1. O art. 1829 do Código Civil enumera os chamados a suceder e define a ordem em que a sucessão é deferida. O dispositivo preceitua que o cônjuge é também herdeiro e nessa qualidade concorre com descendentes (inciso I) e ascendentes (inciso II). Na falta de descendentes e ascendentes, o cônjuge herda sozinho (inciso III). Só no inciso IV é que são contemplados os colaterais.

2. A cláusula de incomunicabilidade imposta a um bem não se relaciona com a vocação hereditária. Assim, se o indivíduo recebeu por doação ou testamento bem imóvel com a referida cláusula, sua morte não impede que seu herdeiro receba o mesmo bem.

3. Recurso especial provido.

(REsp 1552553/RJ, Rel. Ministra MARIA ISABEL GALLOTTI, QUARTA TURMA, julgado em 24/11/2015, DJe 11/02/2016.)

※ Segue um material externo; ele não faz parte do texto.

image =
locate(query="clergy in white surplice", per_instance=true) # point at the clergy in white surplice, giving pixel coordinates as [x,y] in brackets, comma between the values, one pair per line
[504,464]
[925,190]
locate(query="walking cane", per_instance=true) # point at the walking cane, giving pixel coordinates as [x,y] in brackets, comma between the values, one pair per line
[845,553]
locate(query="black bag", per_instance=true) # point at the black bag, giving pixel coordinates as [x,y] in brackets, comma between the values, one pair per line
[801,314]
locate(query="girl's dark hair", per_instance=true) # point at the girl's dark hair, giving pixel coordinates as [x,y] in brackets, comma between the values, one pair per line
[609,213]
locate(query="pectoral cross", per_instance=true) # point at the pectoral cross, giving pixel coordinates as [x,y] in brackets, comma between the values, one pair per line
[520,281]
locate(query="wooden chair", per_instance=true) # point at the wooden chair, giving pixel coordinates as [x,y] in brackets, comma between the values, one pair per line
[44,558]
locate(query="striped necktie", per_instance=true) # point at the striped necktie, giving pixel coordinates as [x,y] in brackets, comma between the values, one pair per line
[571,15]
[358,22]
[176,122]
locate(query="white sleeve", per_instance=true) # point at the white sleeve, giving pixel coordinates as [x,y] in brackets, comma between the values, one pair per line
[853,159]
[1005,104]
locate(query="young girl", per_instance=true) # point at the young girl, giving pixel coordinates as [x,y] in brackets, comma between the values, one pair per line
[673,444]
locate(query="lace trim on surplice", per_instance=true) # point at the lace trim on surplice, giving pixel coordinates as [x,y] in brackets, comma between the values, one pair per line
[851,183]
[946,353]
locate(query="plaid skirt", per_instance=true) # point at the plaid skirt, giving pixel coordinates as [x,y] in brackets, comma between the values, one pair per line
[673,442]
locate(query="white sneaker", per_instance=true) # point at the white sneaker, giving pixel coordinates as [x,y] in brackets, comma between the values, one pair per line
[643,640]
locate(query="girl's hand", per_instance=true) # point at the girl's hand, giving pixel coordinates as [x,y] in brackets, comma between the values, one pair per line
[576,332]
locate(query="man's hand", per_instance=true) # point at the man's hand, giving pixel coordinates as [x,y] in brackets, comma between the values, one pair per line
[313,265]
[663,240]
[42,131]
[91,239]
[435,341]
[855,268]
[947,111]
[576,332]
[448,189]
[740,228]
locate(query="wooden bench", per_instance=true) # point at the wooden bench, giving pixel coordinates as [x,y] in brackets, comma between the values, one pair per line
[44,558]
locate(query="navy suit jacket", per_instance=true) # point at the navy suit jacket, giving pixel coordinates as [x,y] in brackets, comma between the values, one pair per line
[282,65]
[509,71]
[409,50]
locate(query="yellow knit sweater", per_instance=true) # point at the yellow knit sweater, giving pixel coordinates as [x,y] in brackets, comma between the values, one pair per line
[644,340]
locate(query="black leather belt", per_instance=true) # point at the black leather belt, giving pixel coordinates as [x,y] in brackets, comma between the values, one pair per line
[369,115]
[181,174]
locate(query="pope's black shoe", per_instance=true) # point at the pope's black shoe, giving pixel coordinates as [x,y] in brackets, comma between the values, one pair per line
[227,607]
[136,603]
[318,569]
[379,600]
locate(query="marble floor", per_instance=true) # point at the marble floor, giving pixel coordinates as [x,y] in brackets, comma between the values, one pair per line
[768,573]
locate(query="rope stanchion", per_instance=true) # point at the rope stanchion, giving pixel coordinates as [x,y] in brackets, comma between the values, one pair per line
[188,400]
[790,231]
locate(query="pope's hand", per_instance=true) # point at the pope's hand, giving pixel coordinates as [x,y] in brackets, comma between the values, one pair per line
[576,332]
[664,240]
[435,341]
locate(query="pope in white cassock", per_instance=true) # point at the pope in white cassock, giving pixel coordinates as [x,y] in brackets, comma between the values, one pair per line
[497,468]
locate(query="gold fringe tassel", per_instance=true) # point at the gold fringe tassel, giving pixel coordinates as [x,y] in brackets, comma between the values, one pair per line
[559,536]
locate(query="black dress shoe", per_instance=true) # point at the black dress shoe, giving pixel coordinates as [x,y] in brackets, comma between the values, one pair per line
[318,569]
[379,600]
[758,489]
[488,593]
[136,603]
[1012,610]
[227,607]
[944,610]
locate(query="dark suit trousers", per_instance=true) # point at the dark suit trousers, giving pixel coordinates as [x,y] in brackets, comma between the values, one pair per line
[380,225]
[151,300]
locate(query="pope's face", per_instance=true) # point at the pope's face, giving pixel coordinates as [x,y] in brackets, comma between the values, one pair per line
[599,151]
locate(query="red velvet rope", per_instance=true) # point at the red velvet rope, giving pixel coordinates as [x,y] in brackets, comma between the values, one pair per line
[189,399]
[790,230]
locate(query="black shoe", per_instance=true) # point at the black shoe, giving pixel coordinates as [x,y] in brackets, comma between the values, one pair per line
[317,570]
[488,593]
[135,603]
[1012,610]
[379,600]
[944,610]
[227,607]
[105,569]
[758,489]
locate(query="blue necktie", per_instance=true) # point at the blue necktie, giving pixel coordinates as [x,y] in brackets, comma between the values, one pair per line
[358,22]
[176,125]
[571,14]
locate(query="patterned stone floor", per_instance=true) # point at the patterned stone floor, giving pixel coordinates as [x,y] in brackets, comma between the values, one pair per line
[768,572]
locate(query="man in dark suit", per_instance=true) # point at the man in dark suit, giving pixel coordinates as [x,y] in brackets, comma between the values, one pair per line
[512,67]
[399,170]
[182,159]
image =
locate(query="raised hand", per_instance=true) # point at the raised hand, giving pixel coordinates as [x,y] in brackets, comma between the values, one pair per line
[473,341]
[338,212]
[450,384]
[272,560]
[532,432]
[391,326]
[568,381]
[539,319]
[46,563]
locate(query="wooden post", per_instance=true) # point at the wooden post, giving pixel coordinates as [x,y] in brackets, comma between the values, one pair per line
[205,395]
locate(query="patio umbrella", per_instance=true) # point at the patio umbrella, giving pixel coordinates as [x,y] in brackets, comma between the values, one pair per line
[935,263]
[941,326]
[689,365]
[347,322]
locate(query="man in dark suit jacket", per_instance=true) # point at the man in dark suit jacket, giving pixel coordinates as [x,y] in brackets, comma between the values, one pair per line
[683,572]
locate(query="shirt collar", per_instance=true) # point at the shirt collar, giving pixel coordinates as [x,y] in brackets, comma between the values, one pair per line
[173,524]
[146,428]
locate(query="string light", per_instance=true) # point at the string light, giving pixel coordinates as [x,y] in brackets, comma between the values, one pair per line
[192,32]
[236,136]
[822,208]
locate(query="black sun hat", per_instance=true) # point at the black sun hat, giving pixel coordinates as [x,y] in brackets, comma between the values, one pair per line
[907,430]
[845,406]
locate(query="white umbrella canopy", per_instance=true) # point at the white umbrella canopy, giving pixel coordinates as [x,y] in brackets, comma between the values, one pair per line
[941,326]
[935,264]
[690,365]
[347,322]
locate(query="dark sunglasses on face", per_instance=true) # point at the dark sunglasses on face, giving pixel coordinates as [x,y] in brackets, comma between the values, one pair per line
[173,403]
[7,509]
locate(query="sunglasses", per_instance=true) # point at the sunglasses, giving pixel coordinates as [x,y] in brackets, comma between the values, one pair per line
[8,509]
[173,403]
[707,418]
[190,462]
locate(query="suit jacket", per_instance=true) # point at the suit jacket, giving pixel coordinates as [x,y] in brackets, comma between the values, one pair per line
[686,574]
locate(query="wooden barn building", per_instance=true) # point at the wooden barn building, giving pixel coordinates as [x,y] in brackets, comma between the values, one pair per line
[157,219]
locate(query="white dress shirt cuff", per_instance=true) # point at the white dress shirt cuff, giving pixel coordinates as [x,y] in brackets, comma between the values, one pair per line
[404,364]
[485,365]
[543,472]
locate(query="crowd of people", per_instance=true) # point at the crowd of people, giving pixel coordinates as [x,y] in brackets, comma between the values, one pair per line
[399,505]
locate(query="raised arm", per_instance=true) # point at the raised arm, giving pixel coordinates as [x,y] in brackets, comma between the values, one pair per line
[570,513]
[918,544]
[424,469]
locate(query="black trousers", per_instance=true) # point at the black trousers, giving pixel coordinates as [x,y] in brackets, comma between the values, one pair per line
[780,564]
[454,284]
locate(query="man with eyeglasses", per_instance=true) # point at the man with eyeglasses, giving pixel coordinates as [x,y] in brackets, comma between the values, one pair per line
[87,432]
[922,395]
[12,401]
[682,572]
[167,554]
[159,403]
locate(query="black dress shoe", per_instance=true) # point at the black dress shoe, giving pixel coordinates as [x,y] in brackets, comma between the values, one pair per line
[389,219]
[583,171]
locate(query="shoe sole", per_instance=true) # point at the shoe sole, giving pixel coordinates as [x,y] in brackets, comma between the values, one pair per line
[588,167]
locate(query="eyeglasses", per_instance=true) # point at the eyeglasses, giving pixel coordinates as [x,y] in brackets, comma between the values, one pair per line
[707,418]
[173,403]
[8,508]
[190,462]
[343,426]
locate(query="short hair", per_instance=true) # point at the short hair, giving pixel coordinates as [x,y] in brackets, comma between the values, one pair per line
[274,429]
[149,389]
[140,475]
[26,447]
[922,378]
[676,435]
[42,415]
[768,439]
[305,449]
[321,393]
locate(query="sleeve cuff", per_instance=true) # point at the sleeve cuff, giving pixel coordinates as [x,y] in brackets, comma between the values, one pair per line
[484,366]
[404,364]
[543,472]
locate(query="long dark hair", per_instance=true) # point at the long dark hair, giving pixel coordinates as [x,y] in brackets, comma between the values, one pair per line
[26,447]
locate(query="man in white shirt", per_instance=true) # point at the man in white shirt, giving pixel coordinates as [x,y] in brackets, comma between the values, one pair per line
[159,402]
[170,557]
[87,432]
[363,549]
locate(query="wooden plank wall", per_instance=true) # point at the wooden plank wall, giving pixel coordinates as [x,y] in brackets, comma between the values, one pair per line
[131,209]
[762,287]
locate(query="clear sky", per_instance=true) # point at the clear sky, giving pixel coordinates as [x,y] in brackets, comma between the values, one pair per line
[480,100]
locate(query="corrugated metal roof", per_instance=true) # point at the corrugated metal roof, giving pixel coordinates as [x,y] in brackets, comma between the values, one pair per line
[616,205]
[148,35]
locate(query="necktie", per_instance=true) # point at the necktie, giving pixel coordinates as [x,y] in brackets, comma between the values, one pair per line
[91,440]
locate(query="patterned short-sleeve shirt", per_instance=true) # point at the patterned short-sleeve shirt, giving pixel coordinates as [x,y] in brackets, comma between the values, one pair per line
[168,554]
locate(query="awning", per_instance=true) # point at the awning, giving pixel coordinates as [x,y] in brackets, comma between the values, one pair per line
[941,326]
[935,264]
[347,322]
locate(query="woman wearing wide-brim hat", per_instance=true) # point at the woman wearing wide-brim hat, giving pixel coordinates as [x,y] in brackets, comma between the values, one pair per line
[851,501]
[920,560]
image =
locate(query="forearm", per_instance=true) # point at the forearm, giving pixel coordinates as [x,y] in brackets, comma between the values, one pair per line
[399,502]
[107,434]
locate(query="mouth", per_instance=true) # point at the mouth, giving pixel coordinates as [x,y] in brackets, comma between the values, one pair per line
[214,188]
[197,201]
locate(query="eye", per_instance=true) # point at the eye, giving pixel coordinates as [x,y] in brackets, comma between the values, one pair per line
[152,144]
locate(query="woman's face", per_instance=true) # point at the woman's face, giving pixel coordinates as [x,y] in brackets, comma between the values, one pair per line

Transcrevo, por oportuno, trecho do voto da Ministra Maria Isabel Gallotti, no julgamento do REsp n. 1.552.553/RJ, dispondo sobre a vigência da cláusula de inalienabilidade, incomunicabilidade e impenhorabilidade:

Como visto, o testador impôs a cláusula de incomunicabilidade. Como consequência, é possível concluir que os bens deixados à filha não se comunicavam ao cônjuge, ou seja, não havia meação e, relação a eles. Essa disposição não afasta a conclusão de que, falecida a filha, o cônjuge sobrevivente, assim como quaisquer outros herdeiros necessários, tem direito à sua herança, nela incluídos aqueles bens.

(…).

A existência de cláusula de incomunicabilidade gravando o bem no primitivo ato jurídico que ensejara a transferência da propriedade à falecida esposa do recorrente (testamento de seus pais) não tem o efeito de, no futuro, excluir o genro da herança da beneficiária, nem mesmo se assim fosse expressa a disposição, porque isso significaria negar vigência ao Código Civil. Poderia, isso sim, ter sido acrescentada outra cláusula dispondo sobre a destinação do bem em caso da morte da beneficiária do testamento e, para tanto, bastaria instituir um fideicomisso. Conclui-se, então, que a posição defendida nesse voto em nada prejudica a autonomia da vontade, pois há mecanismos jurídicos para que o testador dê o encaminhamento que bem entender ao seu patrimônio material. O que não se pode fazer é dar à cláusula de incomunicabilidade alcance que ela não tem.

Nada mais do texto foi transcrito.